Paths Through a Codebase
More Musings and Reflections
Recently, I’ve been thinking about different ways to organize code together into groups. Usually, major groups are formed by functional constraints, like a web application needing a server-side API and a client-side UI. From there, subgroups are formed, anchored to the initial groups in deference to convention.
One important way to group is by layer — similar to above, sometimes informed by constraints and sometimes not). Programming languages expose standard libraries, libraries are built on top, and then applications are built on top of both. Operating systems provide network sockets, programming language standard libraries implement HTTP communication on top of sockets, and developers build client-server applications on top of that HTTP layer.
Often, developers work at the boundary between different groups. That work often looks like reading documentation, configuring other people’s code, or implementing workarounds to combine separate groups of code.
Because codebases are always the end result of past decisions, it’s hard to see passed those boundaries to the reasoning behind them.
Let’s take a look at am example and dig into specific details.
Let’s consider an application in which a client communicates with a server.
A user interface shown in a browser that communicates with a server running somewhere in the cloud. Some code runs in the browser, and some code runs in the server.
So, why the split?
User interfaces that run in a browser are easily accessible from different devices. So, it makes sense to run code in the browser. But, even if all of the code were run in the browser, there still needs to be a server from which the browser can download the code.
So, at the very least, a simple HTTP server is needed to serve the code. And, perhaps some cache configuration to reduce loading times.
Now, what are some reasons for there to be application code run on the server? Put another way, what kind of application code cannot be run in the browser?
If I were to pay money for access to a third party API, I might not want my credentials exposed to users of my application. So, code implementing communication with this third party API would be run on my server. In other words, code that can only be run by the owner of the application needs to not be accessible to the user.
Put another way, private information and code that directly accesses it cannot be exposed to users. This goes for the owner’s credentials. This also goes for data persisted on behalf of a particular user. If that information needs to be private and not exposed to other users, then access to it needs to be handled on the server.
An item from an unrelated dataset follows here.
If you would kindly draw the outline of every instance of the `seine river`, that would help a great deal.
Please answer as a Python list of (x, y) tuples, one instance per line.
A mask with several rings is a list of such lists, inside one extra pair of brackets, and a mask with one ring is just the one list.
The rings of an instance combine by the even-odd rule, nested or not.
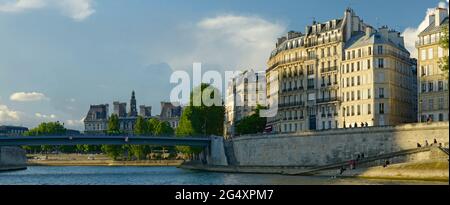
[(30, 166), (0, 172), (0, 185), (341, 185), (446, 184), (448, 182), (332, 179), (328, 177), (232, 174), (190, 171), (176, 167)]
The above constraint necessitates the client-server boundary. Code run on the client is controlled by the user, and code run on the server is controlled only by the owner.
In addition, if a user’s information should only be accessible to that particular user, then an authentication strategy is needed — a constraint that brings along all of the complexities around session token handling.
Now, with the same application, consider code that does batch processing on user data — say, fetching the latest information about a user’s connected bank accounts.
Where should that code run? Well, it can’t run in the browser. So, it should run on the server as that’s currently the only other place?
Remember that currently, code on the server supports code on the client. They are a sort of cohesive unit, kept separate due to some constraints.
Now, code that has nothing to do with the client could also be run on the same server, but there isn’t any constraint necessitating it.
If code having nothing to do with the client were already being run on the server, adding more of it to the same place would be due to convention and not any sort of hard constraint.
Alternatively, a separate server (or service) could be responsible for running the batch-processing code.
In this way, a microservices architecture begins to emerge.
For me, as a developer, I enjoy having minimal constraints and maximal flexibility. I like to understand and own code on both sides of a boundary in addition to on the boundary itself.
I like being able to swap, discard, or rebuild these pieces of code so that I’m not giving up more than I have to.
If nothing else, at least I gain more knowledge and experience.